By the time he wrote The Wealth of Nations, published in 1776, Smith had vastly generalized his conception of the “invisible hand”:
People who pursue their own selfish ends in the market (charging top prices for their goods, for example, or paying as little as possible to their workers) actually and unknowingly contribute to a larger economic pattern in which everybody benefits, poor as well as rich.“
You can probably see where we’re going with this. Taken naively, at face value, the “invisible hand” is an all-purpose argument against the regulation of free markets.
Is a factory owner underpaying his employees, making them work long hours, and compelling them to live in substandard housing? The “invisible hand” will eventually redress this injustice, as the market corrects itself and the employer has no choice but to provide better wages and benefits, or go out of business.
And not only will the invisible hand come to the rescue, but it will do so much more rationally, fairly and efficiently than any “top-down” regulations imposed by government (say, a law mandating time-and-a-half pay for overtime work).
Does the “Invisible Hand” Really Work?
To answer this question, we have to look at the era in which Adam Smith came up with it.
At the time Adam Smith wrote The Wealth of Nations, England was on the brink of the greatest economic expansion in the history of the world, the “industrial revolution” that resulted in widespread wealth.
In the 18th and 19th centuries England had some natural advantages not enjoyed by other countries, which also contributed to its economic success. An island nation with a powerful navy, fueled by a Protestant work ethic, with a constitutional monarchy gradually yielding ground to a parliamentary democracy, England existed in a unique set of circumstances, none of which are easily accounted for by “invisible hand” economics. Taken uncharitably, then, Smith’s “invisible hand” often seems more like a rationalization for the successes (and failures) of capitalism than a genuine explanation.
The “Invisible Hand” in the Modern Era
Today, there is only one country in the world that has taken the concept of the “invisible hand” and run with it, and that’s the United States.
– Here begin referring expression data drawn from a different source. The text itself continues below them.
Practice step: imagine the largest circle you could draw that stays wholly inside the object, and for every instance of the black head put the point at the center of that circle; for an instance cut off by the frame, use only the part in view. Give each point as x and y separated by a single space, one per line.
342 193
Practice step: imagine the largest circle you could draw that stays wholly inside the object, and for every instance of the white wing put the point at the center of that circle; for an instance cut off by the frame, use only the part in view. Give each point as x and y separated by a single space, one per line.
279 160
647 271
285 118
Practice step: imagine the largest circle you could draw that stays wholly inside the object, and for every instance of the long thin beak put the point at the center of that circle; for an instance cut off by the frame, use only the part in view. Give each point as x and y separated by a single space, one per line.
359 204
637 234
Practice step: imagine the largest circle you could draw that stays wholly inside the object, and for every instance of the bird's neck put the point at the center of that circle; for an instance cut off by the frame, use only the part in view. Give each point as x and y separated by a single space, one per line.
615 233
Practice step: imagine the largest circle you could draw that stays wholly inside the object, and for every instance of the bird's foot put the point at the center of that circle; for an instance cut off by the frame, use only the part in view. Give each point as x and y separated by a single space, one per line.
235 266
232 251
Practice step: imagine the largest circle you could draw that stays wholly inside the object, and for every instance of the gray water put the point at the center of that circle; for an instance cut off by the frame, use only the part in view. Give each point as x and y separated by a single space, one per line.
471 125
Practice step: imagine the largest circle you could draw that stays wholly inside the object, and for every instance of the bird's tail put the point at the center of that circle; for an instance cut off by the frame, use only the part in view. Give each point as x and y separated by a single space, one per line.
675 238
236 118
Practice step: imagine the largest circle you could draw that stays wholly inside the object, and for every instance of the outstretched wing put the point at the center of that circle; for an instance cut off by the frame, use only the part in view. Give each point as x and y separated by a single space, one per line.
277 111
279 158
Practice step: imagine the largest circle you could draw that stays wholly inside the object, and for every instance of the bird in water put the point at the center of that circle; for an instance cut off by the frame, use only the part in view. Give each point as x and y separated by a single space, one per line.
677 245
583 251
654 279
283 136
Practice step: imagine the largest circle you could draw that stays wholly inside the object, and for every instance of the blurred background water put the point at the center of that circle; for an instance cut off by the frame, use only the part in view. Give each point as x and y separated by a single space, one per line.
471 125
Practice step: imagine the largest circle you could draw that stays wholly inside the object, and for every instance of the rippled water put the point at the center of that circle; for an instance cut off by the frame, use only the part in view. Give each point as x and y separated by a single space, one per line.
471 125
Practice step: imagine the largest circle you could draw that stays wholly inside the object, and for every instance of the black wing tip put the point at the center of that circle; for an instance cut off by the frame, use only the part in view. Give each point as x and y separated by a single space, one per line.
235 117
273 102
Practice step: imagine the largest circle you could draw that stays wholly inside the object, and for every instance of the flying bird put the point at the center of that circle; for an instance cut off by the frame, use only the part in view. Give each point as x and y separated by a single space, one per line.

As Mitt Romney said during his 2012 campaign, “the invisible hand of the market always moves faster and better than the heavy hand of government,” and that is one of the basic tenets of the Republican party.
For the most extreme conservatives (and some libertarians), any form of regulation is unnatural, since any inequalities in the market can be counted on to sort themselves out, sooner or later. (England, meanwhile, even though it has separated from the European Union, still maintains fairly high levels of regulation.)
But does the “invisible hand” really work in a modern economy? For a telling example, you need look no further than the health-care system. There are many healthy young people in the U.S. who, acting out of sheer self-interest, choose not to purchase health insurance—thus saving themselves hundreds, and possibly thousands, of dollars per month. This results in a higher standard of living for them, but also higher premiums for comparably healthy people who choose to protect themselves with health insurance, and extremely high (and often unaffordable) premiums for elderly and unwell people for whom insurance is literally a matter of life and death.